Es ist so, daß eine Bäuerin, die im Betrieb des Bauern arbeitet und am Hof nicht angeschrieben ist, nicht Mitunternehmerin ist. Sie ist aber auch keine Angestellte oder Arbeiterin nach dienstrechtlichen Vorschriften, sondern all ihre sozialrechtlichen Leistungen führen auf diese Bestimmungen zurück. Daher konnten wir sie nicht einfach aus dem Gesetz streichen, denn damit wäre das Sozialrecht der Bäuerinnen gefährdet gewesen. Die Bäuerinnen haben aber ein Anrecht darauf, daß ihre erworbenen Rechte nicht mittels eines Federstriches im Eherecht zunichte gemacht werden.

Ich gebe zu, daß man diese sozialrechtliche Absicherung vielleicht in anderen Materien lösen könnte, aber solange das nicht geschieht, brauchen wir diese Bestimmung. Dort, wo Partner glauben, daß diese Mitwirkungspflicht nicht mehr zu ihrer Lebensgestaltung gehört, können sie es selbstverständlich auch vertraglich abbedingen oder anders regeln. Insoweit gilt die Vertragsautonomie nicht nur schriftlich, sondern auch durch das faktische Zusammenleben.

Das zweite Prinzip neben dem partnerschaftlichen Prinzip, das dieser Novelle zugrunde liegt, ist das Grundprinzip, daß die Ehe ein Vertrag ist. Wer diesen Vertrag einseitig bricht, hat die Nachteile zu tragen. Wir haben deshalb das Verschuldensprinzip nicht aufgegeben. Herr Kollege Graf! Es ist unrichtig, wenn Sie meinen, daß wir das Verschuldensprinzip verlassen hätten (Abg. Dr. Graf: Jetzt kommt die Scheidungslüge nach der Neutralitätslüge!), ganz im Gegenteil, das Verschulden ist nach wie vor im Scheidungsfall wesentlich, weil es sich nach wie vor in Form von Scheidungsgründen im Gesetz wiederfindet. Es ist – zugegebenermaßen – richtig, daß wir die absoluten Scheidungsgründe aufgegeben haben.
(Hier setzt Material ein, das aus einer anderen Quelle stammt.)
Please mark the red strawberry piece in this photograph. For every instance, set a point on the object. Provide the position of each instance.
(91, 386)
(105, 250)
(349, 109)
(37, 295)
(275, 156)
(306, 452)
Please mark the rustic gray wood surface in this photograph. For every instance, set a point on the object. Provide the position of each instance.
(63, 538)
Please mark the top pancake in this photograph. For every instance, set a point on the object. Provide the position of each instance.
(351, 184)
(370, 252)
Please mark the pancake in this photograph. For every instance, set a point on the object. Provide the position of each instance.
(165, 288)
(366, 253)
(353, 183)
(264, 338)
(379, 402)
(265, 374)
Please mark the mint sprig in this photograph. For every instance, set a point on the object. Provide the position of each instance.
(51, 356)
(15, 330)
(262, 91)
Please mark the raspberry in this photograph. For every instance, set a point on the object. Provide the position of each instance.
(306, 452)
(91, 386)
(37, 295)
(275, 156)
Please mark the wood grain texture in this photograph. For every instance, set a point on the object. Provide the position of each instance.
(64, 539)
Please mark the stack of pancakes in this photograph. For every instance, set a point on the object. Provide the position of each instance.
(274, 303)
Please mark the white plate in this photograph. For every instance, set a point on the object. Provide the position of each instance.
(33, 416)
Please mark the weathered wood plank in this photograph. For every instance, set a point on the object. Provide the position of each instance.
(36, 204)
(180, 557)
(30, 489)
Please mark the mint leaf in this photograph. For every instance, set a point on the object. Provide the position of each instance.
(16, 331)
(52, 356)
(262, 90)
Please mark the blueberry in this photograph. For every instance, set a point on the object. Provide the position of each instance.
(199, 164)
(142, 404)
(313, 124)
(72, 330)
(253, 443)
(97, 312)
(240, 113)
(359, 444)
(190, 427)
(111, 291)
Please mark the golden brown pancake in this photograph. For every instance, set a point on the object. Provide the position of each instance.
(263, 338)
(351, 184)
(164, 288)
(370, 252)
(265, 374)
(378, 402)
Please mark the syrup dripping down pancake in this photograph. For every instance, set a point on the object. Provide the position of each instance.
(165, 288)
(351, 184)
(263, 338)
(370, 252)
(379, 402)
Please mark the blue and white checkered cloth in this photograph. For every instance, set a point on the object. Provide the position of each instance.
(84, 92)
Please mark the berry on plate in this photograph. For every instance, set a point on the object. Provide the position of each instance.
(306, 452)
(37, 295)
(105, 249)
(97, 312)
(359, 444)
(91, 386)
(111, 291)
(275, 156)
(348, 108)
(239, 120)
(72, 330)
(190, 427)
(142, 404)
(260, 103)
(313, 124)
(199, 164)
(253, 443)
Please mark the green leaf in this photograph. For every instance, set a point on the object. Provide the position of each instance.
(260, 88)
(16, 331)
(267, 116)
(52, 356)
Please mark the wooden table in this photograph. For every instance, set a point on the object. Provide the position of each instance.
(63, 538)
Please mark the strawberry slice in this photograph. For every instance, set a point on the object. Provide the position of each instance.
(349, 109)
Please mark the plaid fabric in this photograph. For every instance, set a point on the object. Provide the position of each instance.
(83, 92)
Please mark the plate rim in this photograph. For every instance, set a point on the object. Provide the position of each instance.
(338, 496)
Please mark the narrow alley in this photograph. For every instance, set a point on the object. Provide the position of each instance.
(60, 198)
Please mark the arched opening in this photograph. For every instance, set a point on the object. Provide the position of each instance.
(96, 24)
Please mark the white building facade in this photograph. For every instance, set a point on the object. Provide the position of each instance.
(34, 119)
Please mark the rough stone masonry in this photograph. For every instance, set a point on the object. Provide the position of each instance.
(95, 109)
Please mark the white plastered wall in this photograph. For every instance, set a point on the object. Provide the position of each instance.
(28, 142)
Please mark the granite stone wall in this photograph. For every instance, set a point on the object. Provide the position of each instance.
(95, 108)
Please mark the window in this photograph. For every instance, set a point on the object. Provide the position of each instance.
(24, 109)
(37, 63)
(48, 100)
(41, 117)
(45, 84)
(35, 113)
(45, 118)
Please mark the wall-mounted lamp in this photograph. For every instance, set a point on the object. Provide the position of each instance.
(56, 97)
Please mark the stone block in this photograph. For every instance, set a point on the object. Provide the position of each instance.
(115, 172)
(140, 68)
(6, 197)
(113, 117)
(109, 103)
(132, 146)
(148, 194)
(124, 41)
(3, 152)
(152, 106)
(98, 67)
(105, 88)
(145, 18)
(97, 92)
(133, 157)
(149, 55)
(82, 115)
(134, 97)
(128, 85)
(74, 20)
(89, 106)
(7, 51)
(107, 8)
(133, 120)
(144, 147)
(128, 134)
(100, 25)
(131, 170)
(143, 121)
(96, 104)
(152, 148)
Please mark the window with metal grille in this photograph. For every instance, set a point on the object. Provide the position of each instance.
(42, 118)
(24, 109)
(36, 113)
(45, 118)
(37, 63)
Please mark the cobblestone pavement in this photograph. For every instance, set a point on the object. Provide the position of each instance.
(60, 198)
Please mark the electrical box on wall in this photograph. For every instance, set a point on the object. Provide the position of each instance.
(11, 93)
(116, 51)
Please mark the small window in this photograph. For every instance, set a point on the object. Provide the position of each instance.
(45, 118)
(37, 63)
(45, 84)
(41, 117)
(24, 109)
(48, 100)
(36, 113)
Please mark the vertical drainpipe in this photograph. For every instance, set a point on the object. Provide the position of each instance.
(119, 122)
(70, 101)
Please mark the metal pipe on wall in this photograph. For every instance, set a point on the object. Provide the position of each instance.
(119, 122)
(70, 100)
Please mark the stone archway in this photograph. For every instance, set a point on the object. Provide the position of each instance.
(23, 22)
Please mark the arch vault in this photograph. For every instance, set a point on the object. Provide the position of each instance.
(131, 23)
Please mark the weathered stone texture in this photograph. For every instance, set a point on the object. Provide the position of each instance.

Herr Kollege Graf! Sie haben gemeint, 90 Prozent der Bevölkerung wären für die Beibehaltung der absoluten Scheidungsgründe. Ich sage Ihnen, 100 Prozent der Bevölkerung kennen den Unterschied zwischen einem absoluten und einem relativen Scheidungsgrund nicht genau. Daher ist Ihr Argument nicht ganz korrekt! (Abg. Dr. Graf: Aber was Ehebruch ist, weiß jeder in Österreich! Den Ehebruch kennt jeder!)

Deshalb, weil jeder weiß, was Ehebruch ist und weil das den Menschen wesentlich ist, hat die ÖVP dafür gesorgt, daß dieser im Gesetz als schwere Eheverfehlung bestehen bleibt. (Beifall bei der ÖVP.)

Es war einzig und allein das Verdienst der ÖVP, daß auch die Gewalt als schwere Eheverfehlung in das Gesetz aufgenommen wurde, denn bisher wurde weder bei Eheverfehlungen noch bei Scheidungsgründen die Gewalt berücksichtigt. Das haben wir, die ÖVP, erst hineinreklamiert.